Let's view our MLFlow experiments and runs.

In [None]:
# Function to list MLFlow experiments
def list_mlflow_experiments():
    """List all MLFlow experiments"""
    experiments = mlflow.search_experiments()
    
    if experiments:
        print("MLFlow Experiments:")
        for exp in experiments:
            print(f"  - {exp.name} (ID: {exp.experiment_id})")
            
            # Get runs for this experiment
            runs = mlflow.search_runs(experiment_ids=[exp.experiment_id])
            print(f"    Runs: {len(runs)}")
            
            if len(runs) > 0:
                print("    Recent runs:")
                for _, run in runs.head(3).iterrows():
                    run_name = run.get('tags.mlflow.runName', 'Unnamed')
                    status = run.get('status', 'Unknown')
                    print(f"      - {run_name} ({status})")
            print()
    else:
        print("No MLFlow experiments found")

# List experiments
list_mlflow_experiments()

## 5. Summary and Next Steps

In this notebook, we've explored the drone imagery dataset, prepared the structure for YOLOv11 training, created a Ground Truth labeling job, and tracked our work with MLFlow.
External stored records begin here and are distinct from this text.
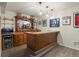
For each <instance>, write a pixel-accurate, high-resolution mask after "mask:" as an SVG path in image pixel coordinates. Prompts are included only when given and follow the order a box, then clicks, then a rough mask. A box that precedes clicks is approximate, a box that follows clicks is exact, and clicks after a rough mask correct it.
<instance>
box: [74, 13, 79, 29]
mask: <svg viewBox="0 0 79 59" xmlns="http://www.w3.org/2000/svg"><path fill="white" fill-rule="evenodd" d="M73 16H74V18H73V19H74V27H75V28H79V12H75V13H74V14H73Z"/></svg>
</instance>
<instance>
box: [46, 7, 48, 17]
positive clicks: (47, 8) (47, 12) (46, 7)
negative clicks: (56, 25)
mask: <svg viewBox="0 0 79 59" xmlns="http://www.w3.org/2000/svg"><path fill="white" fill-rule="evenodd" d="M46 8H47V14H46V17H49V15H48V6H46Z"/></svg>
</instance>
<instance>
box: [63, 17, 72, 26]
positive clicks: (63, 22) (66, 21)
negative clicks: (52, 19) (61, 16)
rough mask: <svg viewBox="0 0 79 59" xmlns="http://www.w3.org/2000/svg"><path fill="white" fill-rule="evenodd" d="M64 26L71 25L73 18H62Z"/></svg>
mask: <svg viewBox="0 0 79 59" xmlns="http://www.w3.org/2000/svg"><path fill="white" fill-rule="evenodd" d="M62 24H63V25H70V24H71V16H65V17H62Z"/></svg>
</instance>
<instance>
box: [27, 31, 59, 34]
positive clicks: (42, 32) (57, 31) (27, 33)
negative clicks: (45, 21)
mask: <svg viewBox="0 0 79 59" xmlns="http://www.w3.org/2000/svg"><path fill="white" fill-rule="evenodd" d="M54 32H59V31H52V32H27V34H45V33H54Z"/></svg>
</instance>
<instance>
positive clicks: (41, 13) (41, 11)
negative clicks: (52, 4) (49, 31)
mask: <svg viewBox="0 0 79 59" xmlns="http://www.w3.org/2000/svg"><path fill="white" fill-rule="evenodd" d="M39 4H40V13H39V14H40V15H42V11H41V4H42V2H39Z"/></svg>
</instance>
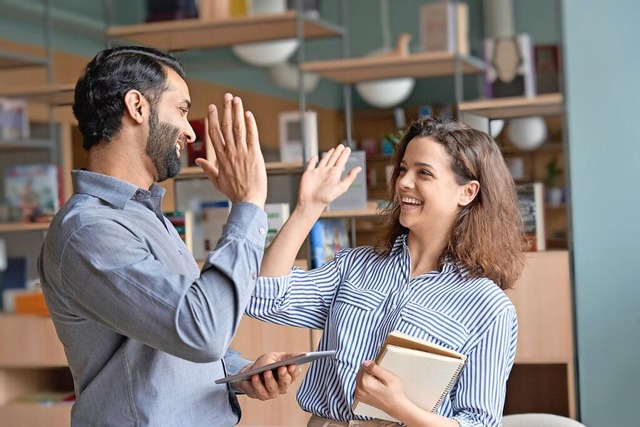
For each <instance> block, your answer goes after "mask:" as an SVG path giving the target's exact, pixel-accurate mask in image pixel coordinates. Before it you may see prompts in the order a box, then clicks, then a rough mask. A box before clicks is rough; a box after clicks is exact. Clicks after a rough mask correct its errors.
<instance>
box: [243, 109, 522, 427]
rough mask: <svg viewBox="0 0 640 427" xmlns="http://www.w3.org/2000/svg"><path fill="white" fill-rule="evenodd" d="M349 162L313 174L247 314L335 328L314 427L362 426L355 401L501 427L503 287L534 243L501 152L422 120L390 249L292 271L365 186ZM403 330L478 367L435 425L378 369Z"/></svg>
mask: <svg viewBox="0 0 640 427" xmlns="http://www.w3.org/2000/svg"><path fill="white" fill-rule="evenodd" d="M347 151H348V150H347ZM347 151H344V150H342V149H341V148H339V149H336V150H332V151H331V152H330V153H328V155H327V156H325V158H323V159H322V160H321V161H320V163H319V164H318V166H317V167H313V166H310V167H308V168H307V171H306V172H305V174H304V175H303V177H302V182H301V185H300V192H299V199H298V203H297V206H296V209H295V210H294V212H293V213H292V215H291V217H290V218H289V221H288V222H287V223H286V224H285V226H284V227H283V228H282V230H281V231H280V234H279V235H278V236H277V237H276V239H275V240H274V242H273V243H272V244H271V246H270V247H269V251H268V253H267V254H266V255H265V258H264V260H263V264H262V269H261V276H263V277H261V278H260V280H259V284H258V286H257V288H256V290H255V292H254V294H253V297H252V300H251V303H250V304H249V307H248V309H247V314H249V315H251V316H253V317H256V318H259V319H262V320H265V321H269V322H273V323H278V324H283V325H291V326H302V327H309V328H319V329H323V335H322V338H321V340H320V344H319V349H321V350H337V355H336V358H335V359H323V360H320V361H316V362H314V364H313V365H312V366H311V367H310V369H309V371H308V373H307V375H306V378H305V380H304V381H303V383H302V385H301V387H300V390H299V392H298V402H299V403H300V405H301V407H302V408H303V409H304V410H306V411H308V412H311V413H312V414H314V416H313V417H312V418H311V420H310V421H309V426H341V425H349V424H348V421H350V420H355V419H358V417H357V416H355V415H354V414H353V412H352V410H351V406H352V404H353V401H354V398H357V399H358V400H360V401H362V402H364V403H368V404H370V405H372V406H375V407H377V408H379V409H382V410H383V411H385V412H386V413H387V414H389V415H391V416H392V417H394V418H396V419H398V420H400V421H401V422H402V423H403V424H405V425H407V426H457V425H460V426H499V425H501V422H502V409H503V406H504V398H505V388H506V381H507V377H508V375H509V372H510V370H511V367H512V365H513V361H514V357H515V349H516V336H517V320H516V313H515V308H514V307H513V305H512V304H511V302H510V301H509V299H508V298H507V296H506V294H505V293H504V289H508V288H510V287H511V286H512V285H513V283H514V282H515V280H516V279H517V278H518V276H519V275H520V273H521V271H522V268H523V266H524V255H523V252H522V251H523V248H524V244H525V239H524V234H523V228H522V220H521V218H520V213H519V209H518V202H517V196H516V191H515V187H514V183H513V180H512V178H511V176H510V174H509V171H508V170H507V167H506V165H505V163H504V160H503V158H502V155H501V152H500V149H499V148H498V146H497V144H496V143H495V142H494V141H493V140H492V139H491V138H490V137H489V136H488V135H486V134H485V133H483V132H480V131H478V130H475V129H472V128H470V127H469V126H467V125H465V124H462V123H459V122H454V121H448V122H443V121H440V120H438V119H433V118H429V117H428V118H423V119H421V120H419V121H416V122H414V123H413V124H412V125H411V126H410V127H409V129H408V130H407V132H406V134H405V136H404V138H403V139H402V141H400V143H399V145H398V147H397V148H396V153H395V158H394V172H393V176H392V183H393V188H392V194H391V204H390V206H389V208H388V210H386V211H385V212H384V214H383V218H384V219H386V225H385V227H384V228H383V229H382V234H381V238H380V240H379V243H378V244H377V245H376V246H375V247H357V248H352V249H347V250H343V251H341V252H339V253H338V254H337V255H336V256H335V258H334V259H333V260H331V261H330V262H328V263H327V264H325V265H324V266H322V267H320V268H318V269H315V270H311V271H303V270H301V269H297V268H294V269H293V270H291V268H290V266H291V265H292V262H293V259H294V257H295V254H296V253H297V250H298V249H299V247H300V245H301V244H302V243H303V241H304V238H305V236H306V234H307V233H308V232H309V230H310V228H311V226H312V225H313V223H314V222H315V220H316V219H317V218H318V217H319V215H320V213H321V212H322V210H323V209H324V207H325V206H326V204H327V203H328V202H330V201H331V200H332V198H335V196H336V195H337V194H341V192H342V191H344V184H345V181H349V180H351V179H352V178H353V177H355V172H356V171H351V173H350V175H348V177H347V178H346V179H345V180H344V181H342V182H341V181H340V179H339V176H340V172H341V170H342V167H344V163H345V161H346V154H348V153H347ZM327 168H330V169H332V171H333V172H334V173H333V174H330V173H327V172H326V170H327ZM327 181H328V182H327ZM325 188H328V189H329V191H326V190H325ZM393 330H399V331H401V332H404V333H407V334H410V335H412V336H415V337H418V338H421V339H425V340H428V341H430V342H434V343H436V344H440V345H443V346H445V347H448V348H451V349H453V350H456V351H458V352H461V353H463V354H465V355H466V356H467V364H466V366H465V368H464V370H463V371H462V374H461V376H460V377H459V380H458V382H457V383H456V385H455V386H454V387H453V389H452V390H451V392H450V395H449V398H448V399H445V401H444V402H443V404H442V405H441V406H440V408H439V409H438V410H437V411H436V413H435V414H433V413H430V412H426V411H424V410H421V409H419V408H418V407H417V406H415V405H414V404H413V403H411V401H409V399H408V398H407V397H406V396H405V395H404V393H403V391H402V384H400V383H399V380H398V379H397V377H395V376H394V375H393V374H391V373H390V372H388V371H386V370H384V369H382V368H380V367H379V366H377V365H375V364H374V363H373V362H371V359H373V358H375V355H376V353H377V351H378V348H379V347H380V345H381V344H382V342H383V341H384V339H385V337H386V336H387V334H388V333H389V332H391V331H393ZM359 371H361V374H360V376H358V372H359ZM424 381H428V378H425V379H424ZM352 425H354V424H352ZM359 425H363V426H364V425H375V426H387V425H397V424H394V423H389V422H383V421H373V422H369V423H368V424H367V423H361V424H359Z"/></svg>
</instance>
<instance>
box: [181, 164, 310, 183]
mask: <svg viewBox="0 0 640 427" xmlns="http://www.w3.org/2000/svg"><path fill="white" fill-rule="evenodd" d="M265 167H266V169H267V172H269V173H270V174H287V173H302V172H303V171H304V167H303V166H302V163H300V162H293V163H286V162H266V163H265ZM193 178H206V176H205V174H204V172H202V169H200V167H199V166H189V167H186V168H182V171H181V172H180V175H178V176H176V177H175V178H174V179H178V180H180V179H193Z"/></svg>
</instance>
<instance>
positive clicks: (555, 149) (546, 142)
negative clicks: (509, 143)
mask: <svg viewBox="0 0 640 427" xmlns="http://www.w3.org/2000/svg"><path fill="white" fill-rule="evenodd" d="M500 148H501V149H502V152H503V153H504V154H508V155H511V154H513V155H520V156H525V155H530V154H535V153H540V152H562V151H563V150H564V146H563V144H562V142H552V141H548V142H545V143H543V144H542V145H541V146H540V147H538V148H536V149H535V150H530V151H524V150H521V149H519V148H516V147H514V146H512V145H501V146H500Z"/></svg>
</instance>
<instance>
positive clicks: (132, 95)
mask: <svg viewBox="0 0 640 427" xmlns="http://www.w3.org/2000/svg"><path fill="white" fill-rule="evenodd" d="M147 105H148V103H147V100H146V99H145V97H144V96H142V94H141V93H140V92H139V91H137V90H135V89H132V90H130V91H129V92H127V93H125V94H124V107H125V114H126V115H128V116H129V117H131V119H132V120H134V121H135V122H136V123H138V124H142V122H144V114H145V108H147Z"/></svg>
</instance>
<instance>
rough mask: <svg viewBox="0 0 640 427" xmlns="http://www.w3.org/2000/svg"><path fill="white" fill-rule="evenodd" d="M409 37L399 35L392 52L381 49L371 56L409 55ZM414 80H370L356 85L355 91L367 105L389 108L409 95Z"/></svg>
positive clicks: (413, 86)
mask: <svg viewBox="0 0 640 427" xmlns="http://www.w3.org/2000/svg"><path fill="white" fill-rule="evenodd" d="M409 41H411V35H410V34H408V33H403V34H400V36H399V37H398V44H397V46H396V48H395V50H393V51H388V50H387V49H382V50H379V51H376V52H374V53H373V54H371V55H388V56H404V55H408V54H409ZM415 83H416V80H415V79H414V78H413V77H399V78H396V79H384V80H372V81H368V82H361V83H358V84H356V91H357V92H358V94H359V95H360V96H361V97H362V99H364V100H365V101H366V102H367V103H368V104H371V105H373V106H374V107H378V108H389V107H393V106H395V105H398V104H399V103H401V102H402V101H404V100H405V99H407V98H408V97H409V95H411V91H412V90H413V87H414V86H415Z"/></svg>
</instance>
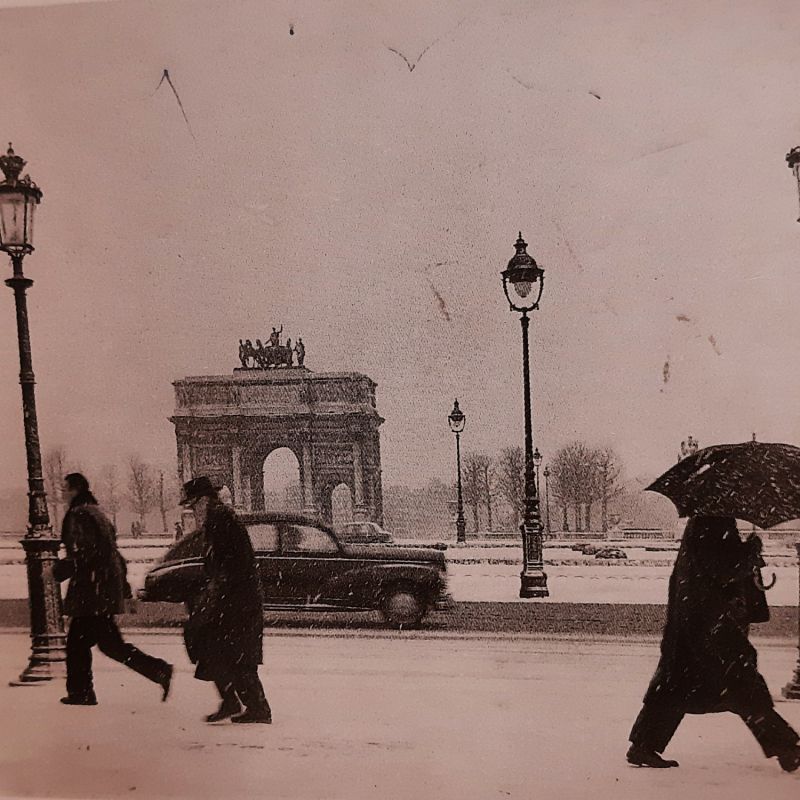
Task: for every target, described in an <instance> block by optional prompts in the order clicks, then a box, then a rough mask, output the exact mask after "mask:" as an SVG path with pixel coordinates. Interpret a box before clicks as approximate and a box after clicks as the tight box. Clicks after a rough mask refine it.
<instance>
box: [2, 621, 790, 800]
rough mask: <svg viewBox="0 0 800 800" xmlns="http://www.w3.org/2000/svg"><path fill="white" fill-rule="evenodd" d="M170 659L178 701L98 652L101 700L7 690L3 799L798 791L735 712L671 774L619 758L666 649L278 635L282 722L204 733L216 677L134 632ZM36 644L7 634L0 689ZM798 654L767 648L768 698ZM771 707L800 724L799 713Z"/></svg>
mask: <svg viewBox="0 0 800 800" xmlns="http://www.w3.org/2000/svg"><path fill="white" fill-rule="evenodd" d="M132 640H133V641H135V642H136V643H137V644H139V645H140V646H141V647H142V648H143V649H145V650H147V651H148V652H152V653H154V654H156V655H161V656H163V657H165V658H168V659H170V660H172V661H174V662H175V664H176V668H177V671H176V679H175V684H174V690H173V695H172V696H171V697H170V699H169V702H167V703H166V704H164V703H161V702H159V696H158V695H159V693H158V690H157V689H156V688H155V687H154V686H152V685H151V684H148V683H147V682H146V681H144V680H143V679H141V678H140V677H139V676H137V675H134V674H132V673H130V672H128V671H127V670H125V669H124V668H123V667H121V666H119V665H117V664H115V663H113V662H110V661H108V660H107V659H105V658H104V657H103V656H99V655H98V656H97V657H96V659H95V666H96V685H97V690H98V696H99V699H100V705H98V706H97V707H94V708H79V707H78V708H76V707H66V706H62V705H60V704H59V703H58V698H59V697H60V696H61V695H62V694H63V684H62V683H61V682H60V681H58V682H52V683H50V684H48V685H44V686H38V687H30V688H29V687H25V688H11V687H8V686H6V685H5V680H4V682H3V685H2V686H0V696H1V699H0V707H2V708H3V710H4V718H5V719H6V721H7V723H8V724H6V725H4V726H3V741H2V746H0V796H3V797H11V796H25V797H56V796H57V797H64V798H67V797H69V798H107V799H108V800H111V799H112V798H122V797H125V798H131V797H134V798H135V797H140V798H148V800H149V798H160V797H170V798H179V797H180V798H214V799H215V800H216V799H217V798H248V800H249V799H250V798H255V797H268V798H297V799H298V800H299V799H300V798H303V799H304V800H305V799H307V800H327V799H330V800H333V799H334V798H336V799H337V800H338V798H341V799H342V800H361V798H369V800H373V798H381V800H384V799H385V798H386V799H388V798H398V799H400V798H402V799H403V800H405V799H406V798H413V799H414V800H416V799H417V798H426V800H427V798H436V800H447V799H448V798H458V800H469V799H470V798H474V799H475V800H489V799H490V798H519V799H520V800H529V799H530V798H558V799H559V800H561V799H562V798H567V799H568V798H590V797H597V798H613V799H614V800H628V799H630V800H641V799H642V798H645V797H647V798H653V799H654V800H658V799H659V798H664V800H666V799H667V798H669V800H673V799H674V798H676V797H681V798H682V799H683V800H692V798H703V800H706V799H708V800H714V798H720V799H722V798H724V800H736V798H747V800H750V798H752V797H755V796H768V797H770V798H772V799H773V800H783V798H786V800H788V798H796V797H797V796H798V792H800V773H795V774H794V775H787V774H785V773H783V772H781V770H780V768H779V767H778V765H777V763H776V762H775V761H774V760H773V761H767V760H766V759H764V758H763V756H762V755H761V753H760V750H759V749H758V747H757V745H756V743H755V741H754V740H753V739H752V737H751V736H750V734H749V732H748V731H747V729H746V728H745V726H744V725H743V724H742V723H741V721H740V720H738V719H737V718H734V717H733V716H732V715H727V714H726V715H714V716H706V717H689V718H687V719H686V721H685V722H684V724H683V725H682V727H681V728H680V729H679V731H678V734H677V735H676V737H675V740H674V742H673V745H672V746H671V747H670V749H669V751H668V753H669V755H670V756H672V757H674V758H677V759H678V760H679V761H680V762H681V767H680V768H679V769H677V770H665V771H652V770H644V769H636V768H633V767H628V766H627V765H626V764H625V762H624V754H625V749H626V739H627V734H628V730H629V728H630V724H631V722H632V720H633V718H634V716H635V714H636V713H637V711H638V707H639V702H640V698H641V695H642V693H643V692H644V689H645V687H646V684H647V681H648V679H649V678H650V675H651V673H652V670H653V668H654V666H655V662H656V658H657V641H655V640H652V641H639V642H636V641H631V640H625V641H603V642H581V641H577V640H542V639H533V638H523V639H511V638H506V637H496V636H495V637H492V636H488V637H474V636H462V637H453V636H450V635H444V636H434V637H426V638H422V637H418V636H410V637H397V636H394V637H392V636H384V635H381V636H373V635H370V636H363V635H347V636H344V637H343V636H341V635H337V636H316V635H315V636H311V635H303V636H297V635H288V636H268V638H267V639H266V642H265V645H266V646H265V655H266V664H265V665H264V667H263V668H262V670H261V674H262V678H263V680H264V683H265V686H266V689H267V692H268V695H269V698H270V701H271V702H272V705H273V708H274V715H275V724H273V725H272V726H264V725H252V726H236V725H231V724H225V725H217V726H208V725H205V724H204V723H203V722H201V721H200V718H201V716H202V715H203V714H204V713H206V712H208V711H209V710H210V709H211V708H212V707H213V706H214V704H215V698H214V695H213V690H212V689H211V687H210V685H209V684H204V683H200V682H198V681H195V680H194V679H193V678H192V674H191V671H190V665H189V664H188V663H187V661H186V658H185V655H184V654H183V650H182V647H181V643H180V639H179V638H178V636H176V635H166V634H150V635H138V634H137V635H135V636H133V637H132ZM27 649H28V640H27V637H25V636H23V635H20V634H2V635H0V664H2V670H3V672H2V674H3V677H4V679H9V678H13V677H14V676H15V675H16V672H17V671H18V669H19V667H20V666H22V665H23V664H24V661H25V657H26V655H27ZM796 656H797V651H796V650H795V649H794V648H793V647H790V646H788V645H784V644H780V645H769V646H764V647H762V650H761V665H762V669H763V671H764V673H765V676H766V677H767V680H768V681H769V683H770V686H771V688H772V690H773V692H774V693H777V692H778V691H779V688H780V685H781V684H782V683H784V682H785V681H786V680H787V679H788V678H789V677H790V675H791V671H792V668H793V666H794V662H795V659H796ZM778 708H779V711H780V712H781V713H782V714H783V715H784V716H786V718H787V719H788V720H789V721H790V722H791V723H792V724H793V725H794V726H795V727H797V728H800V703H790V702H781V703H779V705H778Z"/></svg>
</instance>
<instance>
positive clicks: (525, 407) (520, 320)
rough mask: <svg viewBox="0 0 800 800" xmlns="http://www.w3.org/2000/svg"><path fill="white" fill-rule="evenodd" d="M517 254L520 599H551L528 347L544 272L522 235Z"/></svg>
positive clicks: (515, 265) (516, 266) (515, 292)
mask: <svg viewBox="0 0 800 800" xmlns="http://www.w3.org/2000/svg"><path fill="white" fill-rule="evenodd" d="M514 247H515V248H516V251H517V252H516V253H515V255H514V256H513V258H512V259H511V260H510V261H509V262H508V267H506V269H505V270H503V272H502V277H503V291H504V292H505V295H506V299H507V300H508V305H509V307H510V308H511V310H512V311H517V312H519V313H520V314H521V317H520V322H521V323H522V380H523V384H524V386H523V390H524V400H525V514H524V520H523V523H522V526H521V531H522V558H523V566H522V572H521V573H520V587H519V596H520V597H524V598H530V597H547V596H548V595H549V594H550V592H548V590H547V575H546V574H545V571H544V561H543V559H542V519H541V515H540V512H539V492H538V491H537V488H536V478H535V476H534V460H533V424H532V422H531V373H530V354H529V348H528V324H529V322H530V318H529V317H528V314H530V312H531V311H535V310H536V309H538V308H539V300H541V298H542V291H543V290H544V270H543V269H542V268H541V267H540V266H539V265H538V264H537V263H536V261H534V259H533V258H532V257H531V256H529V255H528V251H527V247H528V245H527V243H526V242H525V240H524V239H523V238H522V233H520V234H519V238H518V239H517V241H516V243H515V245H514Z"/></svg>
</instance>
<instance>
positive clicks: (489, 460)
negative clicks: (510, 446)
mask: <svg viewBox="0 0 800 800" xmlns="http://www.w3.org/2000/svg"><path fill="white" fill-rule="evenodd" d="M480 473H481V492H482V493H483V499H484V502H485V503H486V530H488V531H491V530H492V528H493V527H494V526H493V520H492V501H493V499H494V496H495V479H496V477H497V476H496V470H495V466H494V464H493V463H492V460H491V459H490V458H489V457H488V456H481V460H480Z"/></svg>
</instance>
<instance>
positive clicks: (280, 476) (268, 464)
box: [262, 447, 303, 513]
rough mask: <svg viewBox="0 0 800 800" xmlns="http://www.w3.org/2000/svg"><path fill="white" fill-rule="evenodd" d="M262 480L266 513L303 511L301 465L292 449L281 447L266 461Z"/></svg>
mask: <svg viewBox="0 0 800 800" xmlns="http://www.w3.org/2000/svg"><path fill="white" fill-rule="evenodd" d="M262 480H263V484H264V509H265V510H266V511H278V512H284V513H285V512H294V511H297V512H299V511H301V510H302V508H303V491H302V487H301V484H300V463H299V462H298V460H297V456H296V455H295V454H294V452H293V451H292V450H291V449H289V448H288V447H279V448H277V449H276V450H273V451H272V452H271V453H270V454H269V455H268V456H267V457H266V458H265V459H264V467H263V470H262Z"/></svg>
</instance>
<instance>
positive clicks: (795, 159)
mask: <svg viewBox="0 0 800 800" xmlns="http://www.w3.org/2000/svg"><path fill="white" fill-rule="evenodd" d="M786 163H787V164H788V166H789V169H790V170H792V172H793V173H794V177H795V180H796V181H797V189H798V194H800V147H793V148H792V149H791V150H790V151H789V152H788V153H787V154H786ZM797 221H798V222H800V217H798V218H797ZM795 549H796V550H797V564H798V567H800V542H795ZM797 614H798V617H797V635H798V641H797V666H796V667H795V670H794V675H793V676H792V679H791V680H790V681H789V683H787V684H786V686H784V687H783V690H782V692H783V696H784V697H786V698H787V699H789V700H800V605H798V610H797Z"/></svg>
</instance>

Here's a summary of what we've accomplished:

1. **Data Exploration with MLFlow**:
   - Listed and displayed sample images from the S3 bucket
   - Analyzed image characteristics (dimensions, aspect ratios, file sizes)
   - Visualized image statistics
   - Tracked all metrics and artifacts in MLFlow

2. **Data Preparation**:
   - Checked for existing labeled data
   - Created YOLO dataset structure in S3
   - Logged dataset information to MLFlow

3. **Ground Truth Labeling**:
   - Configured labeling job parameters
   - Created input manifest for Ground Truth
   - Set up Ground Truth labeling job for object detection
   - Implemented job monitoring functionality

4. **Experiment Tracking**:
   - Used MLFlow to track all data exploration and labeling activities
   - Saved visualizations as artifacts
   - Logged parameters and metrics for reproducibility

### Next Steps

1. **Monitor Labeling Job**: Check the progress of your Ground Truth labeling job
2. **Complete Labeling**: Ensure all images are properly labeled
3. **Convert Labels**: Convert Ground Truth output to YOLOv11 format
4. **Organize Training Data**: Place labeled data in the YOLO structure we created
5. **Proceed to Training**: Use the ML Engineer notebook for model training
6. **Review MLFlow**: Check all experiments in the SageMaker Studio MLFlow UI

### Ground Truth Integration Benefits

- **Quality Control**: Professional annotation with quality checks
- **Scalability**: Handle large datasets efficiently
- **Cost Management**: Budget controls and cost estimation
- **Workforce Management**: Private or public workforce options
- **Integration**: Seamless integration with SageMaker training pipelines

### MLFlow Integration Benefits

- **Complete Tracking**: All data exploration and labeling activities are tracked
- **Reproducibility**: Parameters and configurations are logged
- **Collaboration**: Team members can view and compare experiments
- **Artifact Management**: Visualizations and data summaries are stored
- **Lineage**: Track data from exploration to training

### Accessing Your Work

- **MLFlow UI**: Go to "Experiments and trials" > "MLflow" in SageMaker Studio
- **Ground Truth Console**: Monitor labeling jobs in the SageMaker console
- **S3 Data**: All data and artifacts are stored in your S3 bucket

For more detailed functionality, refer to the comprehensive notebooks in the `notebooks/data-labeling/` directory.